Roadmap to a Kansas Divorce

     Most divorce cases are settled…eventually.  However, many cases run through at least the initial phases of litigation prior to the parties resolving their issues.   No case is identical, but most cases tend to follow the same general path.  This article hopes to increase your understanding of what to expect during your divorce case, albeit in the most general terms.

Issues In Divorce Cases 

   The purpose of a divorce action is, of course, to terminate the marriage, but this is not usually a issue of contention.  The issues in dispute typically include  1) how to fairly divide the assets and debts of the divorcing parties, 2) each parent's rights with respect to any minor children (child custody and other parenting issues), 3) the amount of child support, if any, that the Court should order a parent to pay the other for support of minor children, and 4) the amount, if any, should a party pay to support to the other for a time after the marriage (i.e., spousal support, commonly referred to as alimony).  

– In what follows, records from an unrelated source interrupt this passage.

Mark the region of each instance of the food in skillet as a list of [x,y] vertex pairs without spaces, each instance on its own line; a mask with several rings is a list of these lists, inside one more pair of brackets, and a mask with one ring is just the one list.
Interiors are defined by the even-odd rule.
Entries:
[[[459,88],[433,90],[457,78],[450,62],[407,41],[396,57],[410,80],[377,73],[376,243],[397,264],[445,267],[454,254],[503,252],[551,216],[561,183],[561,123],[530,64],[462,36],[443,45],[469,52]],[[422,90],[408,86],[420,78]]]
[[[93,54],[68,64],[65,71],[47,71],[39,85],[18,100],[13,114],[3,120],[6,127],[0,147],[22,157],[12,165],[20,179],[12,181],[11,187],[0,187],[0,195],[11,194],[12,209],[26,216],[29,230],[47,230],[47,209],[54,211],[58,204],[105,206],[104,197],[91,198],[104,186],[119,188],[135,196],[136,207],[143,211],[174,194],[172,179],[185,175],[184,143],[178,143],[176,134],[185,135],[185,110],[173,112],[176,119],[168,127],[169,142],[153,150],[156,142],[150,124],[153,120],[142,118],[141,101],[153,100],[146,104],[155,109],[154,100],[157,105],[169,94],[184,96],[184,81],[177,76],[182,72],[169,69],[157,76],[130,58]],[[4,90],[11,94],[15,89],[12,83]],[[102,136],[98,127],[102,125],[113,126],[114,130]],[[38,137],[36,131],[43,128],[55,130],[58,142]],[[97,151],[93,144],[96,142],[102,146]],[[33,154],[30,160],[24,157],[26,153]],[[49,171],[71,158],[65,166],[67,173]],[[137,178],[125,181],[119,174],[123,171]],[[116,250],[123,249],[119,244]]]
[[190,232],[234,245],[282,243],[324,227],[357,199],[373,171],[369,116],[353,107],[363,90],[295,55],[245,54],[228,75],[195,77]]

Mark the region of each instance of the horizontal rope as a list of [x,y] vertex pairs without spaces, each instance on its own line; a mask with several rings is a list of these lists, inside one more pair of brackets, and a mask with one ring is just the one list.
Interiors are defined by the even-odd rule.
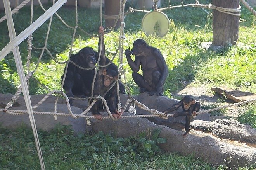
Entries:
[[[101,99],[104,99],[104,98],[102,98],[102,97],[99,97],[101,98]],[[128,99],[130,100],[130,99]],[[68,100],[67,100],[68,101]],[[131,101],[130,100],[130,101]],[[136,101],[136,100],[134,100],[135,101]],[[236,106],[236,105],[241,105],[242,104],[246,104],[247,103],[253,102],[256,101],[256,99],[252,99],[252,100],[249,100],[246,101],[245,101],[244,102],[239,102],[238,103],[234,104],[232,104],[229,105],[227,105],[225,106],[221,106],[220,107],[216,107],[215,108],[213,108],[213,109],[208,109],[208,110],[203,110],[203,111],[200,111],[199,112],[196,112],[197,114],[201,114],[203,113],[207,113],[209,112],[211,112],[213,111],[215,111],[216,110],[220,110],[222,109],[224,109],[225,108],[227,108],[229,107],[230,107],[232,106]],[[106,101],[105,101],[106,102]],[[139,102],[135,102],[135,103],[136,104],[138,104]],[[104,103],[104,104],[106,104]],[[143,104],[141,104],[141,105],[144,105]],[[125,107],[125,108],[126,107]],[[145,107],[145,108],[148,108],[146,106]],[[154,112],[157,112],[157,113],[159,113],[160,114],[145,114],[145,115],[127,115],[127,116],[122,116],[120,118],[133,118],[133,117],[162,117],[164,119],[164,117],[172,117],[172,116],[174,114],[165,114],[164,113],[162,113],[160,112],[159,112],[157,111],[157,110],[152,109],[149,109],[149,110],[150,112],[152,112],[152,113],[154,113]],[[109,111],[109,110],[107,110],[107,111],[108,112]],[[5,110],[4,109],[0,109],[0,112],[5,112]],[[22,114],[24,114],[25,113],[28,113],[28,112],[27,110],[5,110],[5,112],[8,114],[12,115],[21,115]],[[54,113],[54,112],[38,112],[38,111],[33,111],[33,113],[34,114],[45,114],[45,115],[56,115],[56,116],[71,116],[73,118],[78,118],[78,117],[85,117],[85,118],[91,118],[91,119],[96,119],[96,117],[93,116],[87,116],[87,115],[84,115],[84,114],[85,113],[82,113],[82,114],[68,114],[68,113]],[[164,116],[163,116],[163,115]],[[111,115],[112,116],[112,115]],[[111,118],[113,120],[116,120],[115,119],[113,119],[112,116],[106,116],[106,117],[102,117],[103,119],[109,119]]]
[[[19,4],[17,7],[12,10],[12,15],[17,12],[18,11],[19,11],[19,10],[21,9],[24,6],[26,5],[27,3],[30,1],[30,0],[25,0],[22,2],[22,3]],[[0,23],[2,22],[5,19],[6,19],[6,15],[4,15],[0,19]]]

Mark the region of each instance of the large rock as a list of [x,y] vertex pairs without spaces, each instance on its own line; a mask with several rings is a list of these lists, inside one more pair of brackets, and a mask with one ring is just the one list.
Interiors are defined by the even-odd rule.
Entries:
[[256,148],[245,145],[233,144],[208,134],[199,136],[190,134],[183,137],[183,132],[170,129],[166,126],[156,125],[146,119],[134,118],[121,119],[117,121],[105,119],[91,121],[94,131],[102,131],[106,134],[123,138],[136,136],[142,131],[149,134],[155,128],[161,128],[159,137],[167,139],[160,148],[171,152],[178,152],[183,155],[194,153],[207,162],[217,165],[225,160],[232,158],[228,167],[236,169],[237,166],[245,167],[256,162]]
[[[80,109],[71,106],[71,110],[74,114],[80,114],[83,112]],[[15,109],[18,110],[26,110],[25,105],[14,107],[10,110]],[[34,111],[41,112],[54,112],[54,103],[43,103]],[[57,112],[62,113],[69,113],[67,105],[57,104]],[[85,132],[87,130],[85,118],[74,119],[71,116],[58,116],[57,120],[53,115],[34,114],[36,125],[37,128],[45,131],[49,131],[53,129],[56,125],[71,125],[71,128],[75,131]],[[12,115],[6,113],[0,112],[0,124],[1,126],[10,129],[15,129],[22,124],[25,124],[31,127],[31,123],[28,114],[24,114],[19,115]]]
[[198,120],[192,122],[190,125],[222,138],[256,143],[256,129],[236,120],[217,119],[213,122]]

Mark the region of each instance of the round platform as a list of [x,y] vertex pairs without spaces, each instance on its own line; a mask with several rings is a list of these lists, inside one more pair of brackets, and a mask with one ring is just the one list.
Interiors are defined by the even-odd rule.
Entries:
[[164,37],[168,33],[170,20],[165,14],[153,11],[147,13],[143,17],[141,26],[147,36],[155,35]]

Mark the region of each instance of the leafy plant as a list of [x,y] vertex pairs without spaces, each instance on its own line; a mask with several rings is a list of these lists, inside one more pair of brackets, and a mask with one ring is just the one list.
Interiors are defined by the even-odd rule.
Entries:
[[[201,107],[204,110],[209,110],[216,108],[221,106],[220,103],[202,103]],[[222,115],[227,113],[227,109],[221,109],[217,110],[212,111],[208,112],[211,116],[219,116]]]

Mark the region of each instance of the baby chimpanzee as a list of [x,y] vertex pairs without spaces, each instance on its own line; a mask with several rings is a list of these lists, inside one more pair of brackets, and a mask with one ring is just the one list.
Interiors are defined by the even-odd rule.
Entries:
[[191,95],[186,95],[180,102],[174,104],[171,107],[167,109],[163,112],[167,114],[175,110],[177,110],[180,106],[182,107],[183,111],[178,112],[173,115],[173,117],[177,117],[178,116],[186,116],[186,124],[185,129],[186,132],[183,134],[185,138],[189,134],[190,122],[193,117],[196,116],[196,112],[199,111],[200,109],[200,103],[196,102]]

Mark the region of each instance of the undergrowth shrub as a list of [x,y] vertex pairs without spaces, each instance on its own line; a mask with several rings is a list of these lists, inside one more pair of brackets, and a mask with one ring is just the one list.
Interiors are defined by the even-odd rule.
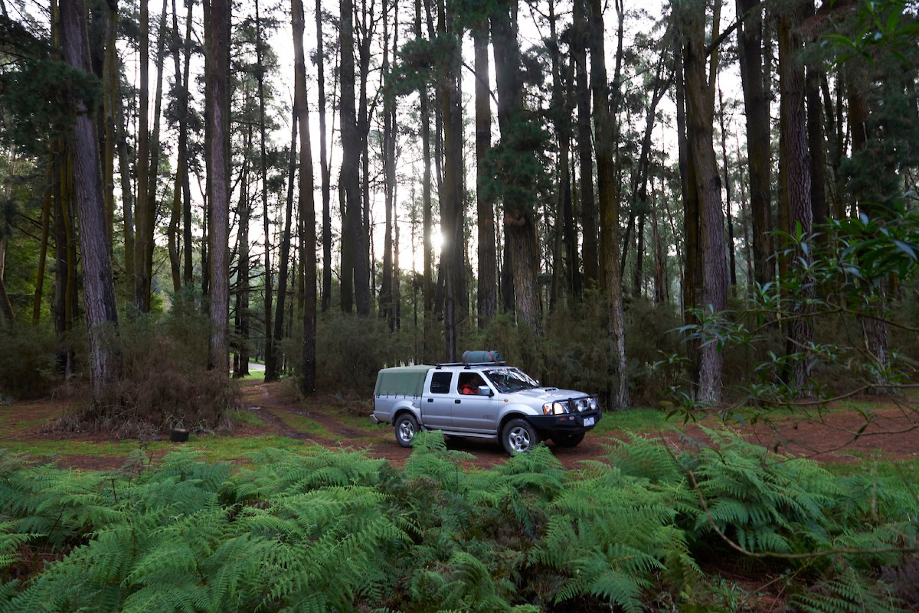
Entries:
[[54,427],[130,437],[175,426],[228,427],[227,415],[237,408],[239,393],[228,373],[206,367],[209,326],[188,292],[176,294],[162,316],[122,317],[112,341],[121,358],[121,376],[107,384],[96,403],[88,401],[85,387],[78,390],[77,410]]
[[[0,612],[681,610],[710,600],[699,556],[739,557],[700,521],[700,492],[757,551],[915,547],[895,482],[719,442],[672,455],[635,437],[577,471],[542,446],[468,470],[437,433],[401,471],[319,447],[264,449],[252,468],[180,451],[141,472],[138,451],[114,473],[0,456]],[[19,572],[38,551],[53,561]],[[882,558],[900,561],[772,565],[794,570],[798,610],[896,611]]]
[[[299,370],[302,357],[299,351],[294,356]],[[390,332],[385,320],[330,311],[319,318],[316,356],[317,389],[367,397],[373,392],[377,371],[410,362],[411,346],[403,335]]]
[[[656,405],[681,375],[678,369],[657,364],[663,356],[682,350],[673,332],[681,323],[671,309],[644,299],[630,301],[624,316],[631,403]],[[605,299],[588,292],[550,315],[542,336],[503,313],[471,342],[477,348],[500,350],[509,364],[547,385],[606,394],[614,385],[607,319]]]
[[0,401],[46,395],[60,380],[55,348],[54,333],[44,327],[0,326]]

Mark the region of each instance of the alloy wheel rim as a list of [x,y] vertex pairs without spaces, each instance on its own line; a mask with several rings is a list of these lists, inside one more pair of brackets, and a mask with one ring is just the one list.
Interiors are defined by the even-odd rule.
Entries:
[[527,428],[517,426],[510,431],[507,436],[511,448],[517,453],[522,453],[529,448],[529,433]]
[[405,441],[414,438],[414,427],[412,426],[412,422],[406,419],[399,425],[399,437]]

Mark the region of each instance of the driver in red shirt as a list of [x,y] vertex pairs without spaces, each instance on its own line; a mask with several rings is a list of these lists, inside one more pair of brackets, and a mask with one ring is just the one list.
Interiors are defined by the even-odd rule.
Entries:
[[460,393],[477,396],[479,395],[479,386],[484,384],[485,381],[482,380],[482,377],[474,374],[460,386]]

Initial Meeting With Attorney

     First, you meet with your attorney where you will discuss your particular circumstances and what you hope to accomplish.   The attorney will have questions for you and ask that you provide certain documentation (e.g. bank statements, tax returns etc.).  If you have not already, the attorney will probably ask you to complete a questionnaire to insure all pertinent issues are covered.  The attorney will discuss with you the likelihood that your goals can be achieved and the approach(s) the attorney could take to achieve those goals including any risks associated with those approach(es).  


Filing for Divorce and Temporary Orders

    After you have spoken with your attorney and decided to proceed, the actual case starts with one of the spouses filing a petition in a district court of Kansas, and then serving the other spouse with the court papers.   Although not required, at the time of filing, the filing spouse can also ask the Court to issue temporary orders which are, at a minimum, designed to maintain peace and civility between the parties and minor children.  In addition, the filing party can ask the Court for temporary orders of child custody, child support, spousal support (alimony), and temporary possession of property among other things.  The orders will also prevent the parties from wasting or hiding of assets during the case.    The filing party will also need to complete a financial affidavit and worksheets before the judge would consider temporary orders of support. 

Amending Temporary Orders

    If these temporary orders are sought at the time of filing, they are considered without the other spouse's input, or ex parte in legal jargon.  Since the filing spouse is unlikely to act in the interest of the other spouse, it is often an advantage to file before the other spouse does.   Fortunately for the other spouse, by statute, the non-filing spouse has the right to a hearing to vacate or amend the ex parte temporary orders within fourteen days of being served with them.  Still, that spouse would have the burden to show the court why the temporary orders should be changed.   At later points in the case, either party can ask the Court to amend those temporary orders during the case.

Court Ordered Mediation and Parenting Classes

   After the initial hearing, if not before, the parents will typically be ordered to attend mediation in order to encourage agreements on issues.  If the parties have minor children of the marriage, many courts will order that the parties attend a parenting class as well.

Negotiations and Preparing for Trial

   Throughout this period, your attorney is continuing negotiations with your spouse and his or her representative while simultaneously preparing for trial should the negotiations fail.  Because conducting discovery and preparing for trial results in significant legal fees, not to mention aggravation for the parties, both parties have a great incentive to make a good faith effort to resolve all issues prior to trial.  Because of this and the uncertainty of what the judge may order, most do.  However, if the other party won't budge, going to trial is the only way to get a fair result.